Al momento sono 130 le “autocandidature” pervenute alla Camera. Per la maggior parte si tratta di avvocati. Una ventina, invece, i professori. Per poter essere votati è sufficiente avere maturato 15 anni di iscrizione nell'albo o essere ordinari di materie giuridiche.

Fra i nomi, quelli di due ex parlamentari, Gaetano Pecorella (Fi) e Antonino Lo Presti (An), quello di Giuseppe Rossodivita, presidente della Commissione giustizia del Partito Radicale, quello di Ivano Iai, legale del cardinale Angelo Becciù e dell'ex procuratore generale di Catanzaro Otello Lupacchini, e quello di Lorenzo Borrè, divenuto famoso per i ricorsi contro la nomina di Giuseppe Conte a capo del M5s.

Le perplessità maggiori riguardano le “modalità” di scelta. Non essendo infatti previste audizioni per gli aspiranti ed essendo altamente improbabile che i parlamentari leggano questa marea di curriculum, saranno dunque i partiti a decidere, come si usa dire “nelle segrete stanze”, i nomi dei dieci laici che andranno a comporre il Plenum del Csm.

“Non succederà mai, ma se ad esempio Giuliano Amato, ex presidente della Corte Costituzionale, dovesse presentare la domanda sarebbe difficile per il Parlamento non votarlo: dieci, venti, trenta personalità di questo spessore renderebbero per i partiti difficile designare figure mediocri o sconosciute, oppure conosciute solo per essere state dei parlamentari”, prosegue Ciancarella.

“I partiti, in caso contrario, dovrebbero allora spiegare ai cittadini i motivi delle loro scelte, soprattutto quando millantano di aver chiuso le porte girevoli nei rapporti politica - magistratura”, conclude l'ex portavoce di Flick.

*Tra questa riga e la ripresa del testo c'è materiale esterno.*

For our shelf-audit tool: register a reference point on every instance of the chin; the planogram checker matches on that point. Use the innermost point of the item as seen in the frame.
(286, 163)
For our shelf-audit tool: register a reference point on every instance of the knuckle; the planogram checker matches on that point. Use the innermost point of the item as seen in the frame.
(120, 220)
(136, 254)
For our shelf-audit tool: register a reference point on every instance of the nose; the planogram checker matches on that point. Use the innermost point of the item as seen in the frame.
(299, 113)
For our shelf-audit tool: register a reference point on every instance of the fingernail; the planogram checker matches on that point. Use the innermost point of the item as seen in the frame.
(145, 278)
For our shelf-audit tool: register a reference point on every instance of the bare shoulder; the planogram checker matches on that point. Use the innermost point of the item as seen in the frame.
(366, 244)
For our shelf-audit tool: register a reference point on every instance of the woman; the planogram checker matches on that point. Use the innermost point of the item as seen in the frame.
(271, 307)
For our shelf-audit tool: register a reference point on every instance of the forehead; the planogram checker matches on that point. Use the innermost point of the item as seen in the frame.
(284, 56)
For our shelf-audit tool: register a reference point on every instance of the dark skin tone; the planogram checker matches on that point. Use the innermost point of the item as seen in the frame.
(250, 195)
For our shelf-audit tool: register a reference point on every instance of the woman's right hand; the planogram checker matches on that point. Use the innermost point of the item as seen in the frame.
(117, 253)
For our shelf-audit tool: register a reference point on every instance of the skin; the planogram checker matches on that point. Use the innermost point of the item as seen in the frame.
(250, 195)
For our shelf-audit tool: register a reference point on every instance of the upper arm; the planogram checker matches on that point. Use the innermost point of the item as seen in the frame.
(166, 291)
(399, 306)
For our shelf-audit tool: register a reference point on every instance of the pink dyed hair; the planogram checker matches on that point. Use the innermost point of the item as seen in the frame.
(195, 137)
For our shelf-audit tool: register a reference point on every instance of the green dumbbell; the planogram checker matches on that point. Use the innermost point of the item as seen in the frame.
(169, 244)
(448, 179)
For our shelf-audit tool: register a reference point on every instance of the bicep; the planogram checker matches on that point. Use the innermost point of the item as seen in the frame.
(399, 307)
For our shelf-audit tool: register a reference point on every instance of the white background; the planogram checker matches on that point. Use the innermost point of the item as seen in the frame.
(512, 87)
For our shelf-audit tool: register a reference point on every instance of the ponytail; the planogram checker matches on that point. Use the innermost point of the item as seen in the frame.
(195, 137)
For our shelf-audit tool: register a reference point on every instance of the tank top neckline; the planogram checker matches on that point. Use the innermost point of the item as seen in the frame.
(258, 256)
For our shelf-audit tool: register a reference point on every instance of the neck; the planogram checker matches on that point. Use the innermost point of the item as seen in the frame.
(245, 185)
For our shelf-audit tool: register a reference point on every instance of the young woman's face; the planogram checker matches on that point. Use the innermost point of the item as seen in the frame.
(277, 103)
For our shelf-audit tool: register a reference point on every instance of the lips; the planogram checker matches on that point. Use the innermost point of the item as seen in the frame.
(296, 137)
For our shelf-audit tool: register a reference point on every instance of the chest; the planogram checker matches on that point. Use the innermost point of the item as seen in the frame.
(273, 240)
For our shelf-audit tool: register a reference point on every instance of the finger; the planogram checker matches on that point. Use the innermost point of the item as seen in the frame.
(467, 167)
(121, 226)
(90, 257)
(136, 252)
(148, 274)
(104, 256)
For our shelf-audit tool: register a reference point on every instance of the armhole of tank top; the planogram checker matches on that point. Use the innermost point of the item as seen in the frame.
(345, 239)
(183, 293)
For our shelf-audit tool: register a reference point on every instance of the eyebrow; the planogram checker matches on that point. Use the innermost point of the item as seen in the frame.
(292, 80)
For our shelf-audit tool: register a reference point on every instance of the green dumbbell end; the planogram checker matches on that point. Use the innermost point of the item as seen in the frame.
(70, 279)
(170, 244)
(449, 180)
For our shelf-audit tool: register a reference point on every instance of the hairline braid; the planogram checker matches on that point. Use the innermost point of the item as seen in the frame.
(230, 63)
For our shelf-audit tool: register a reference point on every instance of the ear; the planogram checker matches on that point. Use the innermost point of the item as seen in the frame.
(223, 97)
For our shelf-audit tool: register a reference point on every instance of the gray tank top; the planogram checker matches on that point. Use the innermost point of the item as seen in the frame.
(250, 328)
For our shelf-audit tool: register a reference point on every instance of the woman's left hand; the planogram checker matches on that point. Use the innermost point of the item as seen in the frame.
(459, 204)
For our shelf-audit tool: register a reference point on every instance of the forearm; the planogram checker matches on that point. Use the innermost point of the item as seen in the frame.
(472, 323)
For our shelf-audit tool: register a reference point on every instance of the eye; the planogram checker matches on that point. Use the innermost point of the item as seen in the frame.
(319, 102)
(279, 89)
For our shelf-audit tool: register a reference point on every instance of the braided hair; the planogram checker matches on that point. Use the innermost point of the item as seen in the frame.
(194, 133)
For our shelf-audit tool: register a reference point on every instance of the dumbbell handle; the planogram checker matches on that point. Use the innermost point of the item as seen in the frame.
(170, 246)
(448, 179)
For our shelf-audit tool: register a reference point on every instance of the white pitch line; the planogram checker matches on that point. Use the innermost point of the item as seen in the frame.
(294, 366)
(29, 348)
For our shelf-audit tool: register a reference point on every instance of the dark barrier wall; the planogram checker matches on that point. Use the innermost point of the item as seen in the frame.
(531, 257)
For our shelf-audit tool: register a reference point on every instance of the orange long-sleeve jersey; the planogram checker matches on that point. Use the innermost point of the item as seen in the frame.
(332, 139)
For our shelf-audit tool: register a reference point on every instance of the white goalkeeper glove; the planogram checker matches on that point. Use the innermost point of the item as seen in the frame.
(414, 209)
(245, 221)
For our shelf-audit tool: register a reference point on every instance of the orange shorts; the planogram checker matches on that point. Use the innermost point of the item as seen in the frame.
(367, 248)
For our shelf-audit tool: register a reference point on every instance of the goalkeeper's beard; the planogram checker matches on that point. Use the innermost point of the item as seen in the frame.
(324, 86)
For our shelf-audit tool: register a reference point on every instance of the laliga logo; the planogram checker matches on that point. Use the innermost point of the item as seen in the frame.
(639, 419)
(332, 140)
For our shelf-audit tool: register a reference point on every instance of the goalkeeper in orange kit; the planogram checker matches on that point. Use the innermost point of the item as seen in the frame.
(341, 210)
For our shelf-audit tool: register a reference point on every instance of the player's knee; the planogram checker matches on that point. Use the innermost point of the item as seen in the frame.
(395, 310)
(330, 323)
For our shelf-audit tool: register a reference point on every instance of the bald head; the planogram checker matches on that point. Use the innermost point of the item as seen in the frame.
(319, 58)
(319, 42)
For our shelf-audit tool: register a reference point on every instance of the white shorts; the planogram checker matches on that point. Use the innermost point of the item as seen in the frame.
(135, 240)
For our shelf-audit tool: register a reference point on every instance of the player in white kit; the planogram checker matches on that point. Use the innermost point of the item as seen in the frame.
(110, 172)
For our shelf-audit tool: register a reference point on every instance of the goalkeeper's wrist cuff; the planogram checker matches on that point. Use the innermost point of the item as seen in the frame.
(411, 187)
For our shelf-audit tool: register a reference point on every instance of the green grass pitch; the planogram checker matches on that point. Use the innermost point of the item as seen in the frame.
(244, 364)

I rumors, da settimane ormai, danno sempre sette posti alla maggioranza e tre alle opposizioni. In particolare, tre a Fratelli d'Italia, due ciascuno a Lega e Forza Italia, uno a testa per Pd, Italia viva – Azione e M5s. La legge prevede che ogni eletto debba ricevere i tre quinti dei voti dell’intero Parlamento. Su 600 votanti, il quorum necessario sarà quindi di 360.

In pole, anche se non hanno presentato ancora la domanda, per Fratelli d’Italia ci sarebbe Giuseppe Valentino, per la Lega Francesco Urraro. In crescita le quotazioni dell'avvocato padovano Fabio Pinelli, difensore del deputato leghista Armando Siri e dell’ex capo della Bestia salviniana Luca Morisi. Nei suoi confronti ci sarebbe anche l'endorsement di Luciano Violante. Fra i possibili outsiders anche il professore romano di diritto comparato Pieremilio Sammarco.

Un accordo fra la maggioranza di centrodestra e Italia viva - Azione, però, potrebbe cambiare le carte in tavola, assegnando al Terzo polo i tre posti destinati alle opposizioni. La votazione per eleggere i dieci componenti laici del Csm era inizialmente prevista per lo scorso dicembre. Il dibattito sulla Legge di bilancio e, probabilmente, il mancato accordo fra i partiti di maggioranza sui nomi da votare hanno spinto i capigruppo a rinviare la votazione al prossimo 17 gennaio.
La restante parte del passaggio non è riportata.